I painfully remember when the NASDAQ, the US index for technology stocks, peaked at the height of the dotcom bubble. It went on to by crash by close to 80% and it took nearly 15 years to once again attain similar levels. During the heat of dot com fever, NASDAQ stocks had been on an average P/E of around 80.
Surely nobody would be so stupid as to push tech company shares up so high again, would they? It appears they would, over in China. The Economist pointed out recently that the Shenzen Exchange, which is China’s tech stock equivalent, is sitting on a trailing P/E of 64. And the country’s ChiNext index for startup companies has reached a P/E of nearly 140 — and there have even been directors warning about hyping of their companies’ shares.
Tell your mates
Just like here in the West, when everyone was jumping on the “get-rich-quick” bandwagon and talk of the next hot tech stock replaced pub conversations across the country that had previously been about football and telly, retail investors in China are rushing to open trading accounts and get stuck in. Oh, and a lot of the cash is coming from people who’ve previously made a mint in an overheating property market — and something seems strangely familiar about that too.
There really is no question of whether the Chinese stock market is heading for a bust — it is, without a doubt — but we just have no idea when. When the Western bubble burst in early 2000, there was no obvious change that triggered it. All that really happened was that people started to notice what had been under their noses for quite some time.
Oh yes!
There was, they started to realise, no way that those tech companies could all make enough profit to justify their sky-high valuations.
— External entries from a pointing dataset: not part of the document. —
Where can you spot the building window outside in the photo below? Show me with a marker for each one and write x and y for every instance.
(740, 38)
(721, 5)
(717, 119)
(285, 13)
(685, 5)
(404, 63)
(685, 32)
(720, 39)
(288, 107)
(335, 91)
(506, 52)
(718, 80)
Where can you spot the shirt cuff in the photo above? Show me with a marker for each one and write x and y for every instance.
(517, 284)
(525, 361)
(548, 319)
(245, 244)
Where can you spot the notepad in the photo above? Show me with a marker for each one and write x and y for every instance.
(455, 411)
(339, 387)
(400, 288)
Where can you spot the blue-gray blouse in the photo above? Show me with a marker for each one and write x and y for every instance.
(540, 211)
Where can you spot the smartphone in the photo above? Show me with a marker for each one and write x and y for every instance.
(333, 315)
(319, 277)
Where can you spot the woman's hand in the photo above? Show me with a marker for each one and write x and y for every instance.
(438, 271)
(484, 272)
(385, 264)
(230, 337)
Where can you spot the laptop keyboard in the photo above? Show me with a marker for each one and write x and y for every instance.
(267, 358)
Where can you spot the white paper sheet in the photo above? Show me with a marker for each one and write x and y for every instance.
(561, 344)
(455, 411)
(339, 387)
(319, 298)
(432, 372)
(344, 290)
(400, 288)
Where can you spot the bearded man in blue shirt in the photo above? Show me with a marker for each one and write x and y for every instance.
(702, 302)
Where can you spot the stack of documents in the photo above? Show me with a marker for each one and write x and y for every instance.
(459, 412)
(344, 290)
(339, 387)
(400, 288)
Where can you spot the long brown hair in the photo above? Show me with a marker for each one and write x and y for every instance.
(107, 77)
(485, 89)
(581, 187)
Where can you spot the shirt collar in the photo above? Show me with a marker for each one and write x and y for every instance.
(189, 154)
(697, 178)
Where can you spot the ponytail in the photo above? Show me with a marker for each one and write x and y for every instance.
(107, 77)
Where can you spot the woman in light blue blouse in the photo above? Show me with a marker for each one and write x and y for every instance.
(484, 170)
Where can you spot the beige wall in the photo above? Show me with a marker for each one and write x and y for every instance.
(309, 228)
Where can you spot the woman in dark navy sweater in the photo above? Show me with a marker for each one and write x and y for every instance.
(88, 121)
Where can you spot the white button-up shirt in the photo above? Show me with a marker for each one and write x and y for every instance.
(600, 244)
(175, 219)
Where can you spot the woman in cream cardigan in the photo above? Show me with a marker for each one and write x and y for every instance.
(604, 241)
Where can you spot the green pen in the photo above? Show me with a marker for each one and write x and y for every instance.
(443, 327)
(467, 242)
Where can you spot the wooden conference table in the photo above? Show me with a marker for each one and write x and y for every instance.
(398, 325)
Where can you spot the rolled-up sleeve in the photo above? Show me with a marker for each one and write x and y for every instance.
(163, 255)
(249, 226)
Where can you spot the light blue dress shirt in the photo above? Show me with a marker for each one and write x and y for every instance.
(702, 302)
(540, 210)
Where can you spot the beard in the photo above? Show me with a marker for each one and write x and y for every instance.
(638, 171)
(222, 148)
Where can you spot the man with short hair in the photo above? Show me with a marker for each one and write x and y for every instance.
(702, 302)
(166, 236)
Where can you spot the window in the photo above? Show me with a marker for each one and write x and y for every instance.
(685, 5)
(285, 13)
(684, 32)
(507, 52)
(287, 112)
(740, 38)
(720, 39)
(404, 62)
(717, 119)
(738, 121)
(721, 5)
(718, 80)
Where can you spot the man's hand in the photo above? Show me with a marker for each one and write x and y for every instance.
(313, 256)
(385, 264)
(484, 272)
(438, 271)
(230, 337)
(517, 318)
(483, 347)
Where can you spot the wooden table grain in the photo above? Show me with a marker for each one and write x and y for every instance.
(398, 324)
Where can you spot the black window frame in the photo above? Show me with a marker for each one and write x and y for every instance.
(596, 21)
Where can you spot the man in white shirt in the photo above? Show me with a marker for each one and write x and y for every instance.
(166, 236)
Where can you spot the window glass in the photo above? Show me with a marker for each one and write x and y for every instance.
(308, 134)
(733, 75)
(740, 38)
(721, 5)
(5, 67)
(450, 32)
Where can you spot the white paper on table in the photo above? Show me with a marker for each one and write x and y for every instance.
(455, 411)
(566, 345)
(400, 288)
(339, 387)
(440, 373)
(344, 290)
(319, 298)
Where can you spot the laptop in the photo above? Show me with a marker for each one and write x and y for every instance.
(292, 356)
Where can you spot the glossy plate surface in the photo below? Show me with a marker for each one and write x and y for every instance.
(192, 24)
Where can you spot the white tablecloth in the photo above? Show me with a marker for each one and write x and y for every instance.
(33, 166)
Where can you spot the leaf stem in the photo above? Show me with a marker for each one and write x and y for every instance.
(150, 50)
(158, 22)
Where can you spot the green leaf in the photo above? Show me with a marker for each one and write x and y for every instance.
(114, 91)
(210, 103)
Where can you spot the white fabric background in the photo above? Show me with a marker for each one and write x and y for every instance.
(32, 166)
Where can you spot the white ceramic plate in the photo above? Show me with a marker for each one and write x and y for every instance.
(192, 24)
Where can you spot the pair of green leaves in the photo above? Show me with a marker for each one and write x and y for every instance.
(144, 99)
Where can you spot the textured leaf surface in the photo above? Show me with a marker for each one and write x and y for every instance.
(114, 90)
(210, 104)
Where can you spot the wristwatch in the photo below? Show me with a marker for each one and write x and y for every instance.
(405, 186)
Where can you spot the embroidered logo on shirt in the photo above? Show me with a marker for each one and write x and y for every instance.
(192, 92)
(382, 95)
Quite a lot, in fact, were actually a bit short of cash and had no earnings in sight, and it was inevitable that some of them were even going to go bust rather than all turning into new Microsofts.
The big questions for us now, given that we can’t hope to guess the timing, are how badly will Western markets be affected when the Chinese crash happens, and should we get out of shares just to be on the safe side?
In reality, the Chinese crash shouldn’t hurt the Chinese economy as much as the dotcom crash hurt the UK and US. China’s publicly-quoted companies still account for a relatively small portion of the overall economy, and “safe” shares like banks are still on relatively modest ratings in China.
Here in the West, the FTSE 100 is on a P/E of around 16, with even the NASDAQ only rated on a trailing multiple of about 23. And the Hong Kong market, to which a number of our companies is exposed, is valued a good bit more conservatively than mainland China.
Don’t panic
So no, we shouldn’t panic. We should just keep on looking for those long-term good-value shares, and keep taking the dividends.